Preiss Judita, Stevenson Mark
Advanced Computing Research Center, Department of Computer Science, The University of Sheffield, 211 Portobello, Sheffield, S1 4DP, UK.
BMC Med Inform Decis Mak. 2016 Jul 18;16 Suppl 1(Suppl 1):57. doi: 10.1186/s12911-016-0296-1.

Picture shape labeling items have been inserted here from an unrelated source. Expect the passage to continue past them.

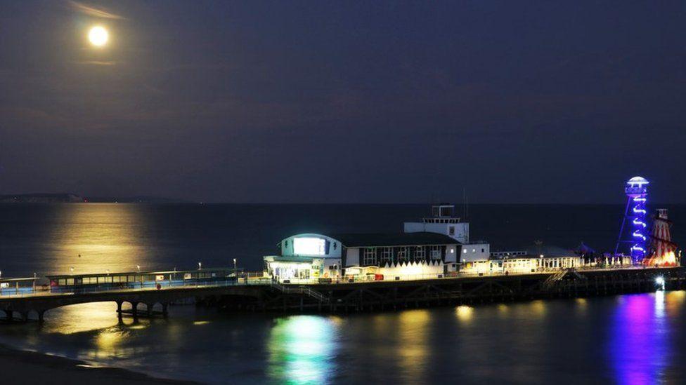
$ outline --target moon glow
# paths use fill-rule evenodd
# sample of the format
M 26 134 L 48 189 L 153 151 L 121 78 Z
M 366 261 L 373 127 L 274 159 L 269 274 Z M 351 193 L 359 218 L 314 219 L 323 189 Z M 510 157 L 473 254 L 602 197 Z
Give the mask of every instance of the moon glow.
M 91 44 L 98 47 L 101 47 L 107 43 L 109 37 L 107 29 L 100 26 L 91 28 L 88 32 L 89 41 L 91 42 Z

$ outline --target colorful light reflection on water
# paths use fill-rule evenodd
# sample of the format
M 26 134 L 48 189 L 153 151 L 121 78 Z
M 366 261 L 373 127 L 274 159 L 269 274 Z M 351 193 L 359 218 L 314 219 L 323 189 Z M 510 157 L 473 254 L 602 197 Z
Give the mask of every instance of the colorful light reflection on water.
M 664 382 L 673 364 L 670 316 L 684 303 L 684 292 L 626 295 L 618 304 L 609 326 L 608 354 L 614 378 L 622 385 Z
M 295 316 L 277 319 L 267 342 L 269 377 L 287 384 L 321 384 L 336 374 L 334 317 Z

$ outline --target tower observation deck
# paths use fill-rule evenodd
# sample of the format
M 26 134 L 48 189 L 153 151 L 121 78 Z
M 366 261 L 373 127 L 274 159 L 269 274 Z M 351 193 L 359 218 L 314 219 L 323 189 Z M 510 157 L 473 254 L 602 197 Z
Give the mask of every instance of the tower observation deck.
M 619 229 L 619 236 L 615 248 L 615 254 L 619 252 L 621 243 L 629 243 L 629 253 L 634 263 L 640 262 L 646 255 L 646 202 L 648 196 L 648 184 L 650 182 L 642 177 L 634 177 L 626 182 L 624 191 L 626 194 L 626 208 L 624 218 Z M 625 235 L 624 227 L 628 223 L 630 233 Z

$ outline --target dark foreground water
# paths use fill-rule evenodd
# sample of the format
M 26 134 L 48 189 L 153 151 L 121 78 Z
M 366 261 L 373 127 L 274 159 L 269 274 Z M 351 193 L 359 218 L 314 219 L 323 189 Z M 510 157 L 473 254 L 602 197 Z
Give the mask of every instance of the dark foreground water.
M 612 248 L 621 206 L 470 208 L 494 249 L 536 240 Z M 684 208 L 671 208 L 675 238 Z M 261 266 L 304 231 L 400 231 L 423 206 L 0 205 L 2 276 Z M 81 255 L 79 257 L 79 255 Z M 11 345 L 210 383 L 683 383 L 686 292 L 337 316 L 235 315 L 179 306 L 119 323 L 114 304 L 0 325 Z

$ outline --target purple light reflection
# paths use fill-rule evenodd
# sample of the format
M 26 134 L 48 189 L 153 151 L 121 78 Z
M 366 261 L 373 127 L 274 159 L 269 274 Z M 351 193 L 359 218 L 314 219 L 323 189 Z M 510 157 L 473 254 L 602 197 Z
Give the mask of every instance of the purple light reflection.
M 609 359 L 616 384 L 657 384 L 669 362 L 669 325 L 665 293 L 620 298 L 609 332 Z

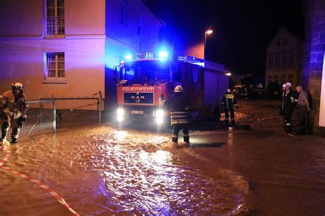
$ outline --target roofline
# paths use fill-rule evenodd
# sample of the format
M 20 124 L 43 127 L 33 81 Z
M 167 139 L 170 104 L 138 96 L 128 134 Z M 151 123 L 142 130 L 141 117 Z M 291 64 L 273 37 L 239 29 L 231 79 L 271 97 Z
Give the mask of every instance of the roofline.
M 146 4 L 143 0 L 141 0 L 142 3 L 143 3 L 143 5 L 145 6 L 145 8 L 147 8 L 147 9 L 149 10 L 149 11 L 152 14 L 152 15 L 154 15 L 159 22 L 160 22 L 161 24 L 162 24 L 162 26 L 166 26 L 166 23 L 165 23 L 165 22 L 161 19 L 161 18 L 160 18 L 158 15 L 156 15 L 154 11 L 150 8 L 150 7 Z
M 300 42 L 303 42 L 303 40 L 302 39 L 300 39 L 299 38 L 298 38 L 294 33 L 293 33 L 291 31 L 290 31 L 290 30 L 289 30 L 287 28 L 283 27 L 283 26 L 281 26 L 280 27 L 279 27 L 278 29 L 278 30 L 276 31 L 274 31 L 274 33 L 273 33 L 273 36 L 272 38 L 272 39 L 269 41 L 269 42 L 267 43 L 267 46 L 269 46 L 269 44 L 271 44 L 271 42 L 273 41 L 273 40 L 274 40 L 274 38 L 276 38 L 276 35 L 280 32 L 280 31 L 281 31 L 282 29 L 285 30 L 285 31 L 287 31 L 287 33 L 289 33 L 289 34 L 292 35 L 293 37 L 295 37 L 296 39 L 297 39 L 297 40 L 299 40 Z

The volume of research published in the biomedical domain has increasingly lead to researchers focussing on specific areas of interest and connections between findings being missed. Literature based discovery (LBD) attempts to address this problem by searching for previously unnoticed connections between published information (also known as "hidden knowledge"). A common approach is to identify hidden knowledge via shared linking terms. However, biomedical documents are highly ambiguous which can lead LBD systems to over generate hidden knowledge by hypothesising connections through different meanings of linking terms. Word Sense Disambiguation (WSD) aims to resolve ambiguities in text by identifying the meaning of ambiguous terms. This study explores the effect of WSD accuracy on LBD performance.
An existing LBD system is employed and four approaches to WSD of biomedical documents integrated with it. The accuracy of each WSD approach is determined by comparing its output against a standard benchmark. Evaluation of the LBD output is carried out using timeslicing approach, where hidden knowledge is generated from articles published prior to a certain cutoff date and a gold standard extracted from publications after the cutoff date.
WSD accuracy varies depending on the approach used. The connection between the performance of the LBD and WSD systems are analysed to reveal a correlation between WSD accuracy and LBD performance.
This study reveals that LBD performance is sensitive to WSD accuracy. It is therefore concluded that WSD has the potential to improve the output of LBD systems by reducing the amount of spurious hidden knowledge that is generated. It is also suggested that further improvements in WSD accuracy have the potential to improve LBD accuracy.
生物医学领域发表的研究数量日益增加,这使得研究人员越来越专注于特定的感兴趣领域,从而忽略了研究结果之间的联系。基于文献的发现(LBD)试图通过搜索已发表信息之间以前未被注意到的联系(也称为“隐藏知识”)来解决这个问题。一种常见的方法是通过共享链接词来识别隐藏知识。然而,生物医学文档具有高度的歧义性,这可能导致LBD系统通过对链接词的不同含义进行假设来过度生成隐藏知识。词义消歧(WSD)旨在通过识别歧义词的含义来解决文本中的歧义。本研究探讨了WSD准确性对LBD性能的影响。
采用现有的LBD系统,并将四种生物医学文档WSD方法与之集成。每种WSD方法的准确性通过将其输出与标准基准进行比较来确定。使用时间切片方法对LBD输出进行评估,其中隐藏知识是从某个截止日期之前发表的文章中生成的,而黄金标准是从截止日期之后的出版物中提取的。
WSD准确性因所使用的方法而异。分析了LBD和WSD系统性能之间的联系,以揭示WSD准确性与LBD性能之间的相关性。
本研究表明LBD性能对WSD准确性敏感。因此得出结论,WSD有潜力通过减少生成的虚假隐藏知识的数量来提高LBD系统的输出。还建议进一步提高WSD准确性有可能提高LBD准确性。